¡Viva México! Chiles en Nogada has been the traditional Independence Day dish in Mexico for the last two centuries. It is said to have been created by a goup of nuns in Puebla who prepared this unique dish to honor the colors of the Mexican flag (green, red and white) for the leader of the Mexican Army in 1821. Independence Day is celebrated on September 16th, and this dish can be found in many restaurants and home kitchens a few weeks before and after the month of September, which also coincides with pomegranate season. If you're unable to find fresh pomegranate, a common substitute is finely chopped strawberry.
This is a dramatic and festive dish full of history.
It took me a few years to come up with the perfect balance of sweet and savory. Personally, I love the nogada sauce slightly on the sweeter side and this recipe reflects it, but if you prefer yours more savory and less sweet, just reduce the sweetened condensed milk to your liking.
CHILES EN NOGADA
16 Poblano chile peppers
2 tsp olive oil 100gr chopped onion
2 cloves garlic, finely chopped 1/4 cup white wine or sherry 780gr tomato, roasted and peeled 500 gr ground beef
500 gr ground pork 175gr (approx. 2 small) golden apples, peeled cored and diced 175gr (approx. 2) pears, peeled cored and diced
80gr toasted almond, finely chopped 110gr dehydrated apricot, chopped 60gr raisins 65gr pine nuts 4 whole cloves, freshly ground 5 pink peppercorns, freshly ground
1/4 tsp cumin powder
250 ml water 3 tsp boullion (or to taste)
1/2 cdita salt (or to taste)
Nogada Sauce ½ can sweetened condensed milk 1 can evaporated milk 1 box / 190gr Philladelphia cream cheese 100gr plain goat cheese 250gr walnuts 450gr heavy cream 1/8 tsp nutmeg
¼ tsp salt
Nogada sauce, chopped fresh parsley, pomegranate seeds.
Rinse and dry the chile peppers.
Roast the peppers over an open flame, turning often, till blackened. Let them rest in a plastic bag till cool, to trap the smoky flavor and help them sweat. Remove and dispose of the blackened skin by wiping with a sturdy paper town, your hands, or by carefully scraping with a dull knife. It’s ok if a few spots of black remain.
Using a small paring knife, with gloved hands, create an opening from the stem, ¾ of the way to the tip. Remove the seeds and veins while maintaining the pocket shape of the chile so it can be filled. Set aside.
In an ungreased frying pan, roast the whole tomatoes over medium heat till softened. Let cool, and remove peel and stem.

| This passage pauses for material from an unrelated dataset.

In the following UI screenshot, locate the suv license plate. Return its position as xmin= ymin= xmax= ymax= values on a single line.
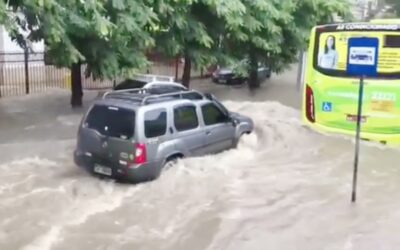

Preheat a large frying pan over medium heat and add the oil and onion. Cook till transparent. Deglaze the pan with the white wine (or sherry). Add the ground beef and ground pork. Smash the meat to get rid of large chunks. When the meat is halfway cooked, add the roasted tomato, spices, fruit, almonds, pine nuts, garlic, water and bullion. Cover and continue cooking over low heat, stirring occasionally, till the water is absorbed and the meat is fully cooked. Adjust salt, if needed. Use immediately or make ahead and reheat before filling.
Place all ingredients into a blender and blend till combined. The mixture should be the consistency of eggnog. If necessary, thin with milk. Nogada sauce is traditionally served at room temperature.
When ready to serve: fill a chile with the meat filling and place onto rimmed plate or bowl. For a cleaner look, you can put the opening face down, but both presentations are acceptable. Add nogada sauce around the chile. Garnish with parsley and pomegranate.